3 SAHABAT

1.3K 32 3
                                    

Siang itu sungguh sangat terik. Tak ada awan yang menaungi ketiga santri yang tengah menjalani hukuman 'jemur' di tengah lapangan basket. Cipto Junaedy - Hukuman yang mereka dapati setelah kabur pada suatu malam ke sebuah bioskop di kota dekat pesantrennya. Ya, santri juga manusia, ingin merasakan kebebasan meski hanya sebentar saja. Ingin menikmati malam nan indah di tengah hingar bingar kota. Tetapi inilah konsekuensi yang harus mereka terima. Bukan hanya mereka, tetapi siapa pun yang mencoba keluar dari pesantren tanpa sepengetahuan kakak pengurus bagian keamanan maka seperti itulah hukumannya, dijemur di tengah lapangan, rambut di gunduli, dan digantungi kata-kata yang memalukan. Dan ketiga santri itu mau tak mau harus menerima dengan ikhlas segala hukuman itu.

"Man, lihat Ustad Andi bawa gunting. Pasti kita mau dibotakin!" Ujar Edy sedikit ketakutan.

"Baru dibotak. Itu sudah biasa!"Timpal Juna.

"Sudah kelas lima, masak masih takut dibotak, Her?!" Kata Cipto enteng saja.

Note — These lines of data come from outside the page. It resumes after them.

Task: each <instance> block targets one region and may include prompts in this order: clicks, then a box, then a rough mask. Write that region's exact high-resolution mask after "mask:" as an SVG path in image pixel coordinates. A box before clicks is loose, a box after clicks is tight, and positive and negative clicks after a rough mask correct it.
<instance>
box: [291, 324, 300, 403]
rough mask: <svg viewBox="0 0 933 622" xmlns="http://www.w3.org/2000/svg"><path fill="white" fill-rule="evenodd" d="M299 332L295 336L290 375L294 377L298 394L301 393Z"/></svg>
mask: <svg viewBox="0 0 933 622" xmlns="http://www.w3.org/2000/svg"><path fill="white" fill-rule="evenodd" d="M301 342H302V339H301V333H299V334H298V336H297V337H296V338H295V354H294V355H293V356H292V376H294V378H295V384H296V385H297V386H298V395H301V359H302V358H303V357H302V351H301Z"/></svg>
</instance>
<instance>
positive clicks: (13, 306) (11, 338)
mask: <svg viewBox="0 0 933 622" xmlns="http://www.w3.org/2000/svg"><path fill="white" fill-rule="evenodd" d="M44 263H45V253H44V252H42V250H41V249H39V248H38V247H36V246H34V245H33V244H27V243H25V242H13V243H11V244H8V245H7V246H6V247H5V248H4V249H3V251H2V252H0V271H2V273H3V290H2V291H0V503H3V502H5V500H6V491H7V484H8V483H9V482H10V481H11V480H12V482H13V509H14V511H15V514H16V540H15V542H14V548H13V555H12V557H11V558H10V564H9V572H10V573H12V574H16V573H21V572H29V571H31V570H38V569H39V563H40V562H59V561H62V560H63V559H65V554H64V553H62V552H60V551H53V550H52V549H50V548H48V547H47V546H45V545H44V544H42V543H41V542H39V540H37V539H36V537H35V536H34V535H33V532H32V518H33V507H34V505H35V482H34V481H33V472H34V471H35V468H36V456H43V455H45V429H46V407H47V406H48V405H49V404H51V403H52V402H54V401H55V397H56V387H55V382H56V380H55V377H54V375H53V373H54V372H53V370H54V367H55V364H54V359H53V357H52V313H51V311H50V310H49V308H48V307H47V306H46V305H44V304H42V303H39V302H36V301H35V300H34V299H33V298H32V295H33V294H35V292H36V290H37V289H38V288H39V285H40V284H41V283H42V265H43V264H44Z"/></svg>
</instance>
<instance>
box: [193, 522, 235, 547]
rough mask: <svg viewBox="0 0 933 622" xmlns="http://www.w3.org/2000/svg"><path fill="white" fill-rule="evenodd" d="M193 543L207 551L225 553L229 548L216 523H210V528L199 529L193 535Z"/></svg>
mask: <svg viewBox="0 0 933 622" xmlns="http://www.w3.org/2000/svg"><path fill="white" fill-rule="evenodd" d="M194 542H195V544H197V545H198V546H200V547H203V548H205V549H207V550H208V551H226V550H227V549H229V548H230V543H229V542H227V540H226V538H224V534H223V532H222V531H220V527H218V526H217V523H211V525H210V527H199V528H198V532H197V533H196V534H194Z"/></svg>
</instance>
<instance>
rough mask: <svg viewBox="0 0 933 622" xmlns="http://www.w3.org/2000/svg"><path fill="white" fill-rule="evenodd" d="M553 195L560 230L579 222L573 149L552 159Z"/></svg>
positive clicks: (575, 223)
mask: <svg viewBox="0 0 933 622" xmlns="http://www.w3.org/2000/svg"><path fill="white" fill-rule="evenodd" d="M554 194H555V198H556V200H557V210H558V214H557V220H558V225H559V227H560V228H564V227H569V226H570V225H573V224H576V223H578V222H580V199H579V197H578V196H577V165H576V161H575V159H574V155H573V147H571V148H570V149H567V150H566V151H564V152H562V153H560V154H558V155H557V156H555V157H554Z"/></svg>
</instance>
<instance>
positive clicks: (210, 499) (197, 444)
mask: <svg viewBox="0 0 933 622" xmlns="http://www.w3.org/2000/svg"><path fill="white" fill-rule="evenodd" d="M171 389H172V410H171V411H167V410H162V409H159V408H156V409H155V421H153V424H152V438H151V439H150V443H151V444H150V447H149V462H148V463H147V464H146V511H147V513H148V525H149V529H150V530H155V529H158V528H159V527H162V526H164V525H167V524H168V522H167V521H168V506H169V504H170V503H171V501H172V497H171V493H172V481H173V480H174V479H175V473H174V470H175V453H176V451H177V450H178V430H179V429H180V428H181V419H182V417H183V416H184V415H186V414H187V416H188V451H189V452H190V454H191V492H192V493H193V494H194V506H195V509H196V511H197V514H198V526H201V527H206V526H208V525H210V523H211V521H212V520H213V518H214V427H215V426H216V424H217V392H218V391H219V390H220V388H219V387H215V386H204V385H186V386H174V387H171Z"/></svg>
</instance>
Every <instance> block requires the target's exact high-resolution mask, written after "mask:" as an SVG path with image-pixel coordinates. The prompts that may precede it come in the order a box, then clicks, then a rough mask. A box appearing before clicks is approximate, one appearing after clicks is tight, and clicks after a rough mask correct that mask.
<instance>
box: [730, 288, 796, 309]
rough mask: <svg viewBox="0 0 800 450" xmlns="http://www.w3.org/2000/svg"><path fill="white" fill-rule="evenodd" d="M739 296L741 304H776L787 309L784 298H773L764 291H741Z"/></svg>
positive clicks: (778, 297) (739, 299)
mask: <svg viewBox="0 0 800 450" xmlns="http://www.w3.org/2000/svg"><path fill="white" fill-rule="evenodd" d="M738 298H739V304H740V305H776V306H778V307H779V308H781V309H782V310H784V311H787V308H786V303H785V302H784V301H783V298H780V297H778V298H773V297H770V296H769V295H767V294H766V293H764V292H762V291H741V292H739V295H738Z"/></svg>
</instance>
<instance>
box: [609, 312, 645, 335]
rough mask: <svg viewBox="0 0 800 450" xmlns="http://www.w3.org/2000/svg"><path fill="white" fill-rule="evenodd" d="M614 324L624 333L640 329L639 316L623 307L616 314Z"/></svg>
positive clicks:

Ustad Andi semakin mendekat. Gunting yang dipegangnya mengkilau terkena pancaran terik matahari siang itu. Sementara suasana pesantren penuh sesak, di lantai dua asrama puteri, di depan teras kelas, di masjid, berjuta pasang mata santri tertuju pada ketiga santri di tengah lapangan itu.

"Inzil at that. Turun!" perintah ustad Andi kepada ketiga santri itu. Mereka lekas menurutinya.

"Maadza syaahadtum fil baarihah. Apa yang kalian tonton tadi malam?" Bentak ustad Andi.

"Film tentang semangat, Ustad." Jawab Cipto.

"Al maudhu'. Judulnya?"

"Mengejar Matahari." Kata Juna.

"Sebelumnya kami minta maaf, ustad, kami akui kami salah. Tapi film tersebut harus kami tonton." Kata Edy.

"Untuk apa? Apa pentingnya buat kalian?"

"Penting. Bahkan sangat penting!" Timpal Cipto.

"Untuk masa depan kami!" Lalu kata Juna.

"Masa depan? Bulshit!"

"Mungkin sekarang ustad katakan bulshit. Tetapi suatu saat kami pasti bisa seperti mereka." Kata Juna.

Tegang. Wajah ustad Andi semakin memerah marah. Sementara ketiga santri itu tenang-tenang saja ditengah ketakutannya.

"Apa mimpi kamu?" ustad Andi menunjuk Juna.

"Sutradara! Saya ingin seperti Hanung Bramantyo."

"Kamu...?!" Kali ini menunjuk Edy.

"Produser!"

"Seperti siapa?" Bentak ustad Andi.

"Dedy Mizwar!"

"Kamu, Cipto!"

"Saya ingin seperti Emha Ainun Nadjib. Beliau sangat hebat. Penulis naskah drama. Puitis. Berdakwah dengan seni..."

Ustad Andi menyeringai, "Bulshit! Kalian hanya omong kosong. Santri tidak begitu. Santri harus terjun kepada masyarakat, menjadi guru misalnya."

Ketiga santri itu hanya diam saja, jauh di lubuk hatinya masing-masing mereka berontak. Mereka berkeyakinan akan membuktikan mimpi-mimpi yang diucapkannya barusan. Dan kemudian dengan lincah ustad Andi menggunting rambut mereka bertiga.

"Setelah ini diklimis! Tak ada sisa sehelai rambut pun!"

Dan para santri yang menonton pun harus kembali ke kelasnya. Cerita siang ini cukup sampai di sini.